The Government is committed to ensuring that the reality of the Holocaust is never forgotten, that issues still outstanding, such as restitution of property stolen during the Holocaust, are resolved and that the right lessons are drawn for the world’s continuing struggle against prejudice and hatred. Sir Andrew Burns, the Foreign Secretary’s Envoy for Post-Holocaust Issues, heads the UK’s post-Holocaust work abroad. He is tasked to ensure that the UK plays a prominent role in international discussions on all Holocaust-related matters, especially those relating to education and the opening of archives, and that we continue to respond to the concerns of Holocaust victims and their families.
The UK was a founding member of the Task Force for International Cooperation on Holocaust Education, Remembrance and Research (ITF). The December plenary meeting of the ITF agreed to rename the ITF the International Holocaust Remembrance Alliance (IHRA) and warmly welcomed the Foreign Secretary’s agreement that the UK should assume the Chairmanship for the year 2014–15 in succession to Canada. The UK delegation, made up of government representatives, academics and NGOs, continued to play a leading role in the development of the IHRA’s multi-year work plans in 2012 and in its initiatives on more effective Holocaust education, the battle against Holocaust denial and trivialisation and researching and commemorating the sites of mass murder throughout Europe.
The IHRA seeks to ensure that its 31 member states improve the ways in which they teach, research and commemorate the Holocaust by asking each to report on how they are fulfilling their commitments under the 2000 Declaration of the Stockholm International Forum on the Holocaust. The UK was asked to submit a report in 2012, among the first group of countries to be approached. Our report covered instances of Holocaust denial in the UK and other hate crimes and their relation to antisemitism, as well as inspiring examples of Holocaust research and education and the creation of memorials and museums. By giving a full, honest and frank account in our own country, we sought to set a high standard for annual self-criticism in future by other IHRA members.
The International Tracing Service (ITS) holds a vast, and unique, archive from the era of National Socialism, consisting of millions of personal records from wartime concentration camps and post-war displaced persons’ camps in the three Allied sectors of Germany, as well as the results of extensive enquiries into individual cases made over the past 65 years. The UK played a central role in the creation of the ITS, which is supervised by an International Commission of 11 member governments. The archive and tracing service have been run on the International Commission’s behalf since 1955 by the International Committee of the Red Cross (ICRC), but with the increasing focus on public access, research and education, the ICRC decided to withdraw from the role of directing the archive at the end of 2012. Sir Andrew Burns led the recruitment process to secure a new Director. The appointment of Professor Rebecca Boehling from the University of Maryland in the United States marks a new era in the management of the ITS. The FCO and the Wiener Library for the Study of the Holocaust and Genocide have also been arranging for the Wiener Library to hold and administer for public access a full digital copy of the ITS archive.

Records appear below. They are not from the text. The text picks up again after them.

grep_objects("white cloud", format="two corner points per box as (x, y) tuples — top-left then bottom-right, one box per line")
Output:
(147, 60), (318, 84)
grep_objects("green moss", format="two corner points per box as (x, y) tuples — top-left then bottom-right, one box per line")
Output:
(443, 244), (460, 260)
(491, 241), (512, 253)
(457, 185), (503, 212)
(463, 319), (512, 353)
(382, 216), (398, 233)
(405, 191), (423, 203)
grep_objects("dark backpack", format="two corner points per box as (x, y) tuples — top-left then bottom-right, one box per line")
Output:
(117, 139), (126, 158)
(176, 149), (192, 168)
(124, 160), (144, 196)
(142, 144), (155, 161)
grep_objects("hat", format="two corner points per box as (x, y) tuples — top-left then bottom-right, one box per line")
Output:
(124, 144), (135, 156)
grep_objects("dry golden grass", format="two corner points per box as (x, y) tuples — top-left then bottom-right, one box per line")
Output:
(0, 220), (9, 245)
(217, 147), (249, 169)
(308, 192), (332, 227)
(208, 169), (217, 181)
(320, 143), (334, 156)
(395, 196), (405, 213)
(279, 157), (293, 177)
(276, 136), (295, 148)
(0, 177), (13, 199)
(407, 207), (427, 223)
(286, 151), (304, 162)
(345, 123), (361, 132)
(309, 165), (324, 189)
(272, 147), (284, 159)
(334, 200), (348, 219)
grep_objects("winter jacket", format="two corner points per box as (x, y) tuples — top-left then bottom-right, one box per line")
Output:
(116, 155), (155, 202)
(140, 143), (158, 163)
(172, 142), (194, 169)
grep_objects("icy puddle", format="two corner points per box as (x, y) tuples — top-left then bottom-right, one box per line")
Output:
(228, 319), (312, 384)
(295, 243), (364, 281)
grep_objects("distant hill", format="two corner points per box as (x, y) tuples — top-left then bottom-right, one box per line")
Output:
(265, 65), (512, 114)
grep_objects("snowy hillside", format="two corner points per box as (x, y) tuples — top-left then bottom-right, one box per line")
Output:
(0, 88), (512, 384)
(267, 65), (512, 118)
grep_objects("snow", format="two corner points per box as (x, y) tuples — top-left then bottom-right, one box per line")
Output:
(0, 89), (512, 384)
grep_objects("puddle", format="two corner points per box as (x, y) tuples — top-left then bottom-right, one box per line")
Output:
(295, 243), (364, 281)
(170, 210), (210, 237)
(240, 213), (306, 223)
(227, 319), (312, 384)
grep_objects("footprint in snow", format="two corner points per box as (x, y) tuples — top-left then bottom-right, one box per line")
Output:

The European Shoah Legacy Institute (ESLI), set up by the Terezin Declaration of 2009, was established by the Czech government to address a number of outstanding Holocaust issues, including the difficult questions surrounding property restitution, including communal and private real estate and looted cultural property. At the Prague Immoveable Property Review Conference in 2012, the UK pressed participating governments to adopt practical and constructive measures of restitution rather than yet further declarations of principle and intent. In 2013, ESLI plans to convene a conference on the social welfare of Holocaust survivors.
In December, the Foreign Secretary marked the 70th anniversary of the UN declaration of 17 December 1942 by Sir Anthony Eden and 11 other wartime allies condemning Nazi extermination of the Jews in the strongest possible terms. The statement gave rise to public and parliamentary discussion in the UK and among the United Nations about what could be done to stop the genocide and had a strong impact on subsequent allied planning for the post-war trials of Nazi leaders.
The Holocaust remains an event sufficiently recent in time that there are survivors who still bear witness to the events which threatened to exterminate the Jewish people, the Roma and Sinti and many other vulnerable groups. It has left an indelible scar across Europe and is a perpetual reminder of the need for all governments to stand up against antisemitism, racism, prejudice, religious hatred, xenophobia and discrimination. In order to enhance understanding of the lessons of history and to enable informed policy formulation, the FCO has begun a training programme on the history of the Holocaust and subsequent genocides in Europe, Asia and Africa. We are also piloting a new training course with the London Jewish Cultural Centre on the nature of prejudice and the individual and collective response to it, and featuring testimonies from both a Russian Jewish Partisan from World War II and a survivor from the Rwandan genocide.
We will also mark the 75th anniversary in 2013 of the Kindertransport, when 10,000 Jewish and other children came to this country from Germany, Austria and Czechoslovakia to escape Nazi persecution and almost certain death.